Gibson, who is responsible for the department overseeing plant health issues in West Virginia, said that it is too early to put any type of quarantine into effect, although a quarantine of the county might be considered. The government is still trying to determine the size of the infestation and the localities that need containment.
West Virginia has a relatively low percentage of ash timber in its forests (about 2.5% of the state’s tree population), but it is an important species in many states in the eastern Great Lakes region of the country.
Officials in Michigan have recently confirmed a second EAB infestation in the Upper Peninsula region, in the town of Moran about 15 miles northwest of the Mackinac Bridge. Officials thought they had contained the pest after finding it in a state park in 2005. The government had pursued an aggressive eradication program by removing thousands of trees.
The USDA is working to keep individual pests under control, but the potential to handle wooden products with an overall approach to prevent pest movement is being discussed. During a recent meeting of government and industry people, much was discussed, many questions were asked, but very few specific decisions were made.
Pallet companies in the quarantined states are required to treat ash pallets with either fumigation or heat treatment in compliance with ISPM-15 regulations or remove the bark plus the outer half-inch of the wood. While the treatment requirement is technically being made on pallets made with ash, from a practical perspective it is difficult or impossible to differentiate ash from other hardwoods. The only practical way of policing a program such as this is to treat all wooden pallets. While technically ash is permissible if the outer half-inch of wood and bark has been removed, the wood industry is not in a position to implement this kind of solution.

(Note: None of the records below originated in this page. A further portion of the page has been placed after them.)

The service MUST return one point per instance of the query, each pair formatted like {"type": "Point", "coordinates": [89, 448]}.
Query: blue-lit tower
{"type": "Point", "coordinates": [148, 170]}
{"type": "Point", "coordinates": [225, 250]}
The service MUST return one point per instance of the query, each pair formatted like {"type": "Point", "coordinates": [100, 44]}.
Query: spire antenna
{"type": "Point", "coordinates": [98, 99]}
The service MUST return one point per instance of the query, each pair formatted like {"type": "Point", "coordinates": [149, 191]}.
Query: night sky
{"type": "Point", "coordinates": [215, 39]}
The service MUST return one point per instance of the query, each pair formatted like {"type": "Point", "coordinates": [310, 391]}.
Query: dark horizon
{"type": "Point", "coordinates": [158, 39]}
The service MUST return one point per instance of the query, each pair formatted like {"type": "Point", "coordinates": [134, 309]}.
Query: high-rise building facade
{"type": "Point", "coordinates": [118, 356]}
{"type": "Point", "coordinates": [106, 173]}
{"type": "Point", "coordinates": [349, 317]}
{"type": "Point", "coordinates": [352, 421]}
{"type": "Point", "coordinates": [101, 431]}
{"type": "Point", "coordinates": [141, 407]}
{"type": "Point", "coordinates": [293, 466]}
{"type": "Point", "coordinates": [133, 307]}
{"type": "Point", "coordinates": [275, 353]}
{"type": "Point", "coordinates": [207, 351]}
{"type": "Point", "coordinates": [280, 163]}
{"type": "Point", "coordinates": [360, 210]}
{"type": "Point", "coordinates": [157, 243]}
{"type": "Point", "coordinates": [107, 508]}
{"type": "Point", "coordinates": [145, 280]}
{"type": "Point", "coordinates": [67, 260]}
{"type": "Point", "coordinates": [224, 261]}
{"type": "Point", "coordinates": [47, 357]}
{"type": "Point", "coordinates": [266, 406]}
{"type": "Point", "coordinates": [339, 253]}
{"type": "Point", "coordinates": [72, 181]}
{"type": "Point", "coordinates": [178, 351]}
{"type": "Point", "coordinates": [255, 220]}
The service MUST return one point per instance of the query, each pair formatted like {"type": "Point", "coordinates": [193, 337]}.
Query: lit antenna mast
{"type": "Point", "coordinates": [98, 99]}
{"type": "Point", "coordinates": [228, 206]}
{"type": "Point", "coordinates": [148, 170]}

Bruce pointed out that the problem with localized rules is that pallets cross multiple jurisdictions. It is too easy for companies in one state to get away with something that is not allowed in a neighboring state. This causes confusion, trade barriers, and an unfair playing field. It unnecessarily complicates the situation.
Not everyone favors universal requirements. Some small producers are concerned about the cost and scientific justification for universal treatment. Thus far, many smaller pallet plants have handled pallet treatment needs by either fumigation or having other pallet companies handle heat treatment options for them. If a big push to treat all pallets develops at some point, it could obviously cause some problems with treating capacity in the short run. This might cause some upward pressure on treatment service prices as demand increases while capacity ramps up. The treating capacity of the pallet industry has grown steadily to handle current needs. Operating treating facilities overtime could help fill-in as needed if the demand develops.
Heat treating charges are still seen as a positive development by many pallet companies, but like many positive financial developments, the prices pallet companies are charging are subject to competitive pressures. Currently, prices are on a downward slide. A comprehensive requirement could easily erase that trend in the short term while eliminating this as a value-added service in the long run.
Quarantines have not proven successful yet in containing the EAB unlike some pests, such as the Asian longhorned beetle. Critics ask, “Why go to all this effort to focus on pallets when firewood may be the biggest culprit for spreading the pest domestically?” That’s a good question. But maybe an even better one is, “Can the industry afford not to act given the public backlash for spreading a tree killer?”